Cornell? Verta? Which one do I pick? I can’t let anyone else sway me or I’ll always question the decision. I have to pick this for myself.

I want to call Owen. I should call him and get his input.


No,
” I think. “
This decision has to be mine
.”

I can’t let him sway what I decide. If I make the wrong decision, I might hold it against him. I don’t trust myself not to do that.

My hands are shaking so much that I can barely get my acceptance response into its envelope. This is the hardest decision I’ve ever had to make. I hurry downstairs and out the front door. It’s a beautiful, sunny day and the birds are chirping, but I’m too caught up in the decision to really pay them any attention today. I jog to the mailbox and throw my acceptance in before the decision gets any more difficult, before I start second-guessing myself. I have to do this.

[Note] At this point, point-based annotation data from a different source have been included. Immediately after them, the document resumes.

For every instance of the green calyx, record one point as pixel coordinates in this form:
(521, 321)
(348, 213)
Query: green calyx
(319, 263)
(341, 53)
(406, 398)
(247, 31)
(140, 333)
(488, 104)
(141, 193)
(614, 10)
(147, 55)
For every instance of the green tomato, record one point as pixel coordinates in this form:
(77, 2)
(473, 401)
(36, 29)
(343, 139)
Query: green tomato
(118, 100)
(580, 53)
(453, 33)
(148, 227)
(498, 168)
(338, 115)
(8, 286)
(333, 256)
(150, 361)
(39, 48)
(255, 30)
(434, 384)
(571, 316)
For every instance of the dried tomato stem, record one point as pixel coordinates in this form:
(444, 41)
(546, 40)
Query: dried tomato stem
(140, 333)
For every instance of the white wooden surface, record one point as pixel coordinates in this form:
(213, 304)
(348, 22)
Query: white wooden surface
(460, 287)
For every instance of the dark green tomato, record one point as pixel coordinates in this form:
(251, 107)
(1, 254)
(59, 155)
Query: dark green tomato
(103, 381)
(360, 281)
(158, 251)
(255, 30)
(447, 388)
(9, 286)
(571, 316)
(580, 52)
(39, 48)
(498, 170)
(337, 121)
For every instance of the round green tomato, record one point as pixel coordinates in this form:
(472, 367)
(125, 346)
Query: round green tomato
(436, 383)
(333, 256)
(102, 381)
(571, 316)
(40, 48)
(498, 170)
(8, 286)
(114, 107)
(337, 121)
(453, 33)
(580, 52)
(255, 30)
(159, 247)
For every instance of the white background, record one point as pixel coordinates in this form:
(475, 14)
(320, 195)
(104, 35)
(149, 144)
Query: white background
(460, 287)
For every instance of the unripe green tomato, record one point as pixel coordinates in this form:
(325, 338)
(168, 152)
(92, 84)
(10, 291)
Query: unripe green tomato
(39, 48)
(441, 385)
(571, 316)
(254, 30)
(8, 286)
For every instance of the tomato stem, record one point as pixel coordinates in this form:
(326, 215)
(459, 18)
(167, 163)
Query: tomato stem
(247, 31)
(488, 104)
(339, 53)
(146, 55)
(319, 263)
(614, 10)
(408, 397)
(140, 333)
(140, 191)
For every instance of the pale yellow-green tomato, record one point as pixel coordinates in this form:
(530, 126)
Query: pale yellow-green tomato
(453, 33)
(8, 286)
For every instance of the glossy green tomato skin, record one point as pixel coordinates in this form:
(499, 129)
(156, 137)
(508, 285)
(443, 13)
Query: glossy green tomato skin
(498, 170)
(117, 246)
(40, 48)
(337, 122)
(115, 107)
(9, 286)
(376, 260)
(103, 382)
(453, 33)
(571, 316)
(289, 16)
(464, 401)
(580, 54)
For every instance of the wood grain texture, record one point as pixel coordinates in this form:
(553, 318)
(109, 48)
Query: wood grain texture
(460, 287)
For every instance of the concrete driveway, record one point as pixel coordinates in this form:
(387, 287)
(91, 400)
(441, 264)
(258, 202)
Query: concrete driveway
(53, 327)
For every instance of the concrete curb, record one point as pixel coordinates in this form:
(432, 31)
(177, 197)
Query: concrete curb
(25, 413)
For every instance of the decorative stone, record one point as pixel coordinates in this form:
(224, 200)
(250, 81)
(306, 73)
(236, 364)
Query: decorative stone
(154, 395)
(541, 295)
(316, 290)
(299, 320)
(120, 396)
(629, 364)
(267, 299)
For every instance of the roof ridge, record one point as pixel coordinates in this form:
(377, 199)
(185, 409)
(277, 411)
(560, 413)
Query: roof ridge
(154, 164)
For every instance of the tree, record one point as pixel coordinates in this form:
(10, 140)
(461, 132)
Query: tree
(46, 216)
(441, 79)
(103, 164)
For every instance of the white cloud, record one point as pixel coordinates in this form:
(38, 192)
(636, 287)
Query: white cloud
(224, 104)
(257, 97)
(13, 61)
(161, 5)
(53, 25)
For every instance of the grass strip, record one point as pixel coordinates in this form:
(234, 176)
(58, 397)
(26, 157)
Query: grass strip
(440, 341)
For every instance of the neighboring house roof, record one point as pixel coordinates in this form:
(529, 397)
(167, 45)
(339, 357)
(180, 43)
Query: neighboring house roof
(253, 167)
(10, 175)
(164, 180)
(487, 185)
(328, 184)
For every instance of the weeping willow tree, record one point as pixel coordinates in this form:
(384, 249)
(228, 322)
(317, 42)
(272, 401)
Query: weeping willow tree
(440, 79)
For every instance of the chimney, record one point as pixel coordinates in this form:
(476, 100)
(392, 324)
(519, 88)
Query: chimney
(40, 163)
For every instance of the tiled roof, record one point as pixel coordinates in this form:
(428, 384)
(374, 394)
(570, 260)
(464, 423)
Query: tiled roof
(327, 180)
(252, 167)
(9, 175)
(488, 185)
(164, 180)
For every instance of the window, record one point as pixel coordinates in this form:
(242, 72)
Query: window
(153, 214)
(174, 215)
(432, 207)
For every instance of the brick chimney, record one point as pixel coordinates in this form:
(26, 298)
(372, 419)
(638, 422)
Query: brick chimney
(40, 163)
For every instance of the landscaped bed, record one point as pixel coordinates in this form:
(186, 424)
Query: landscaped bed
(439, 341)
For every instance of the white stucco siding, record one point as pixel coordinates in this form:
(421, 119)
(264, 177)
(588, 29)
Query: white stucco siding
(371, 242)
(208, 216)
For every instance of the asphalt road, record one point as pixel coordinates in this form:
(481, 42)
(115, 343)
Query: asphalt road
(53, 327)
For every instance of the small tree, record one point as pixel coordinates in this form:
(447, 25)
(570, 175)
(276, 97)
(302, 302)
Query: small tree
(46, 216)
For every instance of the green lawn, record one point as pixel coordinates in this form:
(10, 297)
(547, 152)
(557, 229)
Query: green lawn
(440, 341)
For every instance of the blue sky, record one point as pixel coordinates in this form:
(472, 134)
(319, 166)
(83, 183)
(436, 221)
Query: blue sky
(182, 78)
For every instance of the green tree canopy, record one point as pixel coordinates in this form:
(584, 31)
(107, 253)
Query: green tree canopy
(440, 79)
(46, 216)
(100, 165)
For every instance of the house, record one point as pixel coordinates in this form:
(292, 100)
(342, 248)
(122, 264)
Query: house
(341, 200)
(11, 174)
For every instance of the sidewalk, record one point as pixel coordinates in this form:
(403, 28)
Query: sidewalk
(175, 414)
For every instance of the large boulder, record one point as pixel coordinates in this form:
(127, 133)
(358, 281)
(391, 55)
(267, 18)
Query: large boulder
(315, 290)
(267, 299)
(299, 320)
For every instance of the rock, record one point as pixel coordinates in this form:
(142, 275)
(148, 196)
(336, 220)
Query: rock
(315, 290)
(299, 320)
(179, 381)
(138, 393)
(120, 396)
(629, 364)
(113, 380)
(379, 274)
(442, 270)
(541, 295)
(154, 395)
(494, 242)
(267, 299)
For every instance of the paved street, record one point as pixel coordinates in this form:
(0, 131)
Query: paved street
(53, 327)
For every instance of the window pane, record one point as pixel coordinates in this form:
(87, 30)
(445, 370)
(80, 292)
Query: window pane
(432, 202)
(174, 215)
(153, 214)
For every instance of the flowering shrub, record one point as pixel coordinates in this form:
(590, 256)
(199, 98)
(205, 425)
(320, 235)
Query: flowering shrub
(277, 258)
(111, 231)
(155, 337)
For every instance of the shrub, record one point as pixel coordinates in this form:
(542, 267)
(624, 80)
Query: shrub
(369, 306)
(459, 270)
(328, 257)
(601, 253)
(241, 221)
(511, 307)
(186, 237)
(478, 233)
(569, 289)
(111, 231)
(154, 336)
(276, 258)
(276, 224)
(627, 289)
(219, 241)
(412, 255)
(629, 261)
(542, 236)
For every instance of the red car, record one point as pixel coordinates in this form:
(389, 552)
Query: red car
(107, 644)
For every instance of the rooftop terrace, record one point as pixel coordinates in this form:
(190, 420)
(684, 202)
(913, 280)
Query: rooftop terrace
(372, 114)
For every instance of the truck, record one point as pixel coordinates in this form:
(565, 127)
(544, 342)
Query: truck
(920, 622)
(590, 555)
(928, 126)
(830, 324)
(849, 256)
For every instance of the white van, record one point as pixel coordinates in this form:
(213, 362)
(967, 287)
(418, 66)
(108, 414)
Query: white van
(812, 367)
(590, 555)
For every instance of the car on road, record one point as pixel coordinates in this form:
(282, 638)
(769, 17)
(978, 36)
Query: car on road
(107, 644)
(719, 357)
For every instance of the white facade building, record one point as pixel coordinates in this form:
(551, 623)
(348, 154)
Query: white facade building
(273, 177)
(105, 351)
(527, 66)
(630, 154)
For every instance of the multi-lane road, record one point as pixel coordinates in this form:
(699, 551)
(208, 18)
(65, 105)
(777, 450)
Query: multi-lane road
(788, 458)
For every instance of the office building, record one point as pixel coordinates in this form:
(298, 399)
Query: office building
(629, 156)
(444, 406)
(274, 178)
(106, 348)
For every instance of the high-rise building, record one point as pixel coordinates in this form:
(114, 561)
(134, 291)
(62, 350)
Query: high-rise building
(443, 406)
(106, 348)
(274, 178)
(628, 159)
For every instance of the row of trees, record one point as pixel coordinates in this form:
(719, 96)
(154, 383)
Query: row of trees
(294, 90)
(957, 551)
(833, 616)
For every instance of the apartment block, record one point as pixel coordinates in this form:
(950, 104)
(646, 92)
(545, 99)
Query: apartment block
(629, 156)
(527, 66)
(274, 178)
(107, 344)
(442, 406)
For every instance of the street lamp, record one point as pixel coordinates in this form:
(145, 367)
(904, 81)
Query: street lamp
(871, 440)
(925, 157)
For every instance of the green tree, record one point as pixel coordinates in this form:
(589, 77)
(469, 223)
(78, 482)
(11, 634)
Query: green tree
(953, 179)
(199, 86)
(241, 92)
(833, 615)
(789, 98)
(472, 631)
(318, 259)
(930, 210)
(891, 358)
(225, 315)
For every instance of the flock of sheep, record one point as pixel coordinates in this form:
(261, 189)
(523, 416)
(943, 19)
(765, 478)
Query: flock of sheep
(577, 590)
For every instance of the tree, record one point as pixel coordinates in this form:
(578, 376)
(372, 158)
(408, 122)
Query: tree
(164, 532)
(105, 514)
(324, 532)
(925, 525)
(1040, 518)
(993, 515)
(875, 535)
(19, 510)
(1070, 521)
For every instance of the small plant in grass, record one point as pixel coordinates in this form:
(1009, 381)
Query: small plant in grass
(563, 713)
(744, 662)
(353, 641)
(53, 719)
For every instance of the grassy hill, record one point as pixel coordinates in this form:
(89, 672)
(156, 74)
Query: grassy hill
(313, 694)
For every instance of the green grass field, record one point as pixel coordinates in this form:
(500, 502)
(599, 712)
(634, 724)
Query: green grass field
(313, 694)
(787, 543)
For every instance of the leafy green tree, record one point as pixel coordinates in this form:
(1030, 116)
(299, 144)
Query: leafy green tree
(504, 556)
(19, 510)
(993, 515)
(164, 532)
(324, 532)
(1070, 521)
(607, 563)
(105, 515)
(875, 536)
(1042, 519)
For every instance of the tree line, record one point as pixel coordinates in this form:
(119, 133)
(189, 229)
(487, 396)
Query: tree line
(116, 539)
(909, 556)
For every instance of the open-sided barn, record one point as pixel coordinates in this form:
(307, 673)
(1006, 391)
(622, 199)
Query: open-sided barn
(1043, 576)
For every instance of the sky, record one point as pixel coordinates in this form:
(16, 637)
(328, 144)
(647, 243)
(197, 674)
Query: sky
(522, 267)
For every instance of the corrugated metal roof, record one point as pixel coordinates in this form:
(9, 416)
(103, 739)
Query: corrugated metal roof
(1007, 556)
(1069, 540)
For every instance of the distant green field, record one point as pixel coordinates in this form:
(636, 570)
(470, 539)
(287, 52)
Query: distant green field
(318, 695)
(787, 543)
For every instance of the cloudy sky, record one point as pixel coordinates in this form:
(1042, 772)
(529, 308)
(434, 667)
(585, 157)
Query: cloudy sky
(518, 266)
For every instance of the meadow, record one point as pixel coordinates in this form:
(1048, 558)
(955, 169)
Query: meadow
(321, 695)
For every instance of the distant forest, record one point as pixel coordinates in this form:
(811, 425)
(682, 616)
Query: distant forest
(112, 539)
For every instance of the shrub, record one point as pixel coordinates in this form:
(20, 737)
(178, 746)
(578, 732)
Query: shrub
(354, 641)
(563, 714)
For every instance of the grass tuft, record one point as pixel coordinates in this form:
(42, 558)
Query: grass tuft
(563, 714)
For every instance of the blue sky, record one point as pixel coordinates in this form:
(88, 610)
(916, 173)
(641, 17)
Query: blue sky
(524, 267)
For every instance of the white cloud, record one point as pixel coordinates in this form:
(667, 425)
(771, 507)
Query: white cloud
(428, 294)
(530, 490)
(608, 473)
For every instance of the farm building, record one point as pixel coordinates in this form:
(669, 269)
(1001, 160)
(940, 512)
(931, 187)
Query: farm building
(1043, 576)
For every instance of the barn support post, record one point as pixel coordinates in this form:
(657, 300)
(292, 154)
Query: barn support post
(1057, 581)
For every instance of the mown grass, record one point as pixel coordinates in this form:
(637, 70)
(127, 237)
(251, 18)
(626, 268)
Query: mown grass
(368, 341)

I yank my phone out of the side-pocket of my backpack and dial Owen’s number, and my call goes straight to his voicemail. I forgot that he has office-hours right after he teaches his statistics course. He’s turned his phone off.

“Hi sweetie,” I sweet-talk to his voicemail at the beep. “I really need to talk to you. Call me back when you get this, okay? Love you.”

I hang up the phone and plop down on the concrete next to the mailbox as my anxious, trembling legs give out on me. I had to do it. I’m second-guessing myself already, but I had to do it.

I accepted the job offer in Boston and it’s going to kill Owen when I tell him.